Every system starts simple and tends toward clutter. You hit a problem, so you add a rule to prevent it. You hit another, so you add another rule. Each one seemed reasonable at the time. A year later you are living inside a structure so heavy with conditions that following it has become its own full-time job.
This is how a personal system quietly turns into bureaucracy. Not through one bad decision, but through a hundred small, sensible additions that no one ever removed.
When to add a rule
A rule earns its place only when it solves a problem you actually keep having. Not a problem you imagine, or one that happened once. A real, recurring failure that a rule would reliably prevent.
The test is simple. Has this gone wrong more than twice, in the same way, for a reason a rule would catch? If yes, add the rule. If you are adding it for a problem you have not actually had, you are not building a system. You are decorating it with caution, and that caution will cost you every single day for a danger that may never come.
When to remove a rule
This is the harder direction, and the one almost everyone neglects. Rules are easy to add and feel wrong to remove, because removing one feels like inviting back the problem it was meant to stop.
But most rules outlive their reason. The situation that created them passes, and the rule stays, now just friction with no purpose. So audit them. For each rule in your system, ask what would actually happen if it were gone. If the honest answer is not much, remove it. A rule that prevents a problem you no longer have is pure cost.
The weight no one counts
Here is what makes this matter. Every rule has a hidden price, paid not when it is broken but every time it is followed.

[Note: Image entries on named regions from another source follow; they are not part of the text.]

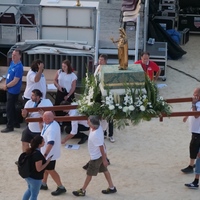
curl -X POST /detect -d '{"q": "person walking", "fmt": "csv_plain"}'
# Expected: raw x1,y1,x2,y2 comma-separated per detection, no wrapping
61,101,90,144
181,88,200,174
22,135,51,200
72,116,117,196
1,49,24,133
185,151,200,189
94,54,115,143
23,60,47,105
134,52,161,81
21,89,53,152
40,111,67,196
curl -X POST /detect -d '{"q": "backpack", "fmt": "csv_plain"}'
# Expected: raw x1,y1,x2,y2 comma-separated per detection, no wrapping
17,152,32,178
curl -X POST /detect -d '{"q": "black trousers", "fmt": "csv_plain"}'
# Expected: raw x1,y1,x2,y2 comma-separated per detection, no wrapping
65,122,90,138
189,133,200,159
6,92,19,128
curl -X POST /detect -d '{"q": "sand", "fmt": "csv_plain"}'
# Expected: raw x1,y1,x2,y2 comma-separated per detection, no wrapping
0,35,200,200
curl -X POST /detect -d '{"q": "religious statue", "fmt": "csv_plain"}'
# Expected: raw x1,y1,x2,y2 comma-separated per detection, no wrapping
111,28,128,70
76,0,81,6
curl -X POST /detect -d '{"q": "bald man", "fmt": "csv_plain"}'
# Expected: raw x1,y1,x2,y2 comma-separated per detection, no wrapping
41,111,67,196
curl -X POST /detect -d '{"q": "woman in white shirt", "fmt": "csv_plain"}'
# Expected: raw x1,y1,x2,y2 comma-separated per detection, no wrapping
54,60,77,108
24,60,47,104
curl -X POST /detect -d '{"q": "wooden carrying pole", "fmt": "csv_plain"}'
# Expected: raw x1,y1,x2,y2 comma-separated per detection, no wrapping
26,97,195,122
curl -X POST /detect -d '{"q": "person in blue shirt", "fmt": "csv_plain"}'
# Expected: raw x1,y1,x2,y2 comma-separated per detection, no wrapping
1,49,24,133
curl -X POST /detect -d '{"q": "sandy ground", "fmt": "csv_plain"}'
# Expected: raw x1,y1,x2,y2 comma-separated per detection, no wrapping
0,36,200,200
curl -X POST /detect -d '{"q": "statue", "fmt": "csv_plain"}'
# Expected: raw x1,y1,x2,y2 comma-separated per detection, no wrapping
110,28,128,70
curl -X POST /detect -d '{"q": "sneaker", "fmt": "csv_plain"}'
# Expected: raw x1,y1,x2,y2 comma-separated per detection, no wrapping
109,136,115,143
14,124,21,128
78,135,88,144
185,183,199,189
40,185,48,190
181,165,194,174
51,187,67,196
83,163,89,170
106,158,110,165
101,187,117,194
72,189,86,197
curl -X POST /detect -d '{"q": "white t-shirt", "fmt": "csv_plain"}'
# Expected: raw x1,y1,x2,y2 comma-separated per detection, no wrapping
24,99,53,133
68,109,89,135
24,69,47,99
188,101,200,133
94,65,101,76
41,121,61,160
57,70,77,93
88,126,104,160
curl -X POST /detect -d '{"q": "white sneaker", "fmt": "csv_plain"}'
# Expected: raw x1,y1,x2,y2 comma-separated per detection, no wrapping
109,136,115,143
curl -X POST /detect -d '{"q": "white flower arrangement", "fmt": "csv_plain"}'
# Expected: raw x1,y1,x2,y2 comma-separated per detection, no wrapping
78,74,171,129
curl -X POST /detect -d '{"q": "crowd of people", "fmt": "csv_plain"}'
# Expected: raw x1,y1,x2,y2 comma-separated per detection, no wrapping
1,49,120,200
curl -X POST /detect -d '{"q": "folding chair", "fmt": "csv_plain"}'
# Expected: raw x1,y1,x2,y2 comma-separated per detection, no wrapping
18,14,38,41
0,12,17,42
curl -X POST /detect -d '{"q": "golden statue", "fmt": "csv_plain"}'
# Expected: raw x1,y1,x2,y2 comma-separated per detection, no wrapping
76,0,81,6
110,28,128,70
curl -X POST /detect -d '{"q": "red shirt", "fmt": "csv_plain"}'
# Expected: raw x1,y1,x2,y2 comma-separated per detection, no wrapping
134,60,160,80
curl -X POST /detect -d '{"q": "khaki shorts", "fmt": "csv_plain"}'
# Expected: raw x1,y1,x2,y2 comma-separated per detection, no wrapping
87,157,108,176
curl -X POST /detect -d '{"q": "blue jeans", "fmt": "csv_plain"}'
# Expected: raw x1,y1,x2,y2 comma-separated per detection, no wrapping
22,177,42,200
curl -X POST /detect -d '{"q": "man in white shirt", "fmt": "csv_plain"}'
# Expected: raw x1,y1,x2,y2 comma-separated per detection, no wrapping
40,111,67,196
94,54,115,143
21,89,53,152
62,102,90,144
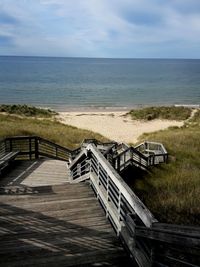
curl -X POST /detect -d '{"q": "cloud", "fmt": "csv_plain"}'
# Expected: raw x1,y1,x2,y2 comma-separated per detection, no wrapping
0,0,200,57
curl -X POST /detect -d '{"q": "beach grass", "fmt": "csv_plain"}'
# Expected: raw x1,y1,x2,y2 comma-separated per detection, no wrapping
132,110,200,225
127,106,192,121
0,114,107,149
0,104,200,225
0,105,57,118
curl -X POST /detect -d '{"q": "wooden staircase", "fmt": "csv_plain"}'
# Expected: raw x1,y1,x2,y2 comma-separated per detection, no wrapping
0,183,133,267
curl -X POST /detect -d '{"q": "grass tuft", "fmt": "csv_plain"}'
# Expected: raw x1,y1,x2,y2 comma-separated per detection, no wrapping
0,114,107,149
127,106,192,121
0,105,57,118
132,111,200,226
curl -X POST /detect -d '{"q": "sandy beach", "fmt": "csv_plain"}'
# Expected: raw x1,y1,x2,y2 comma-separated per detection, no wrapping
57,111,183,143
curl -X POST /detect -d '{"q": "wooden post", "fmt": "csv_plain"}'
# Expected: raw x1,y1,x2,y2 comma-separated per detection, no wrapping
35,137,39,159
29,137,32,160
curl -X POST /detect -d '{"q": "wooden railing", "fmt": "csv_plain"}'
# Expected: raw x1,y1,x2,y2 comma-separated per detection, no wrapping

A rule is a small tax on attention, levied on each decision it touches, forever.
One rule is nothing. Thirty of them, each individually reasonable, add up to a system that is exhausting to operate, where you spend more energy obeying your own structure than doing the work it was built to protect.
So treat your rules the way a careful engineer treats parts: every one must justify its weight. Add slowly, with evidence. Remove freely, without sentiment. A system stays light not by never adding rules, but by being just as willing to take them away.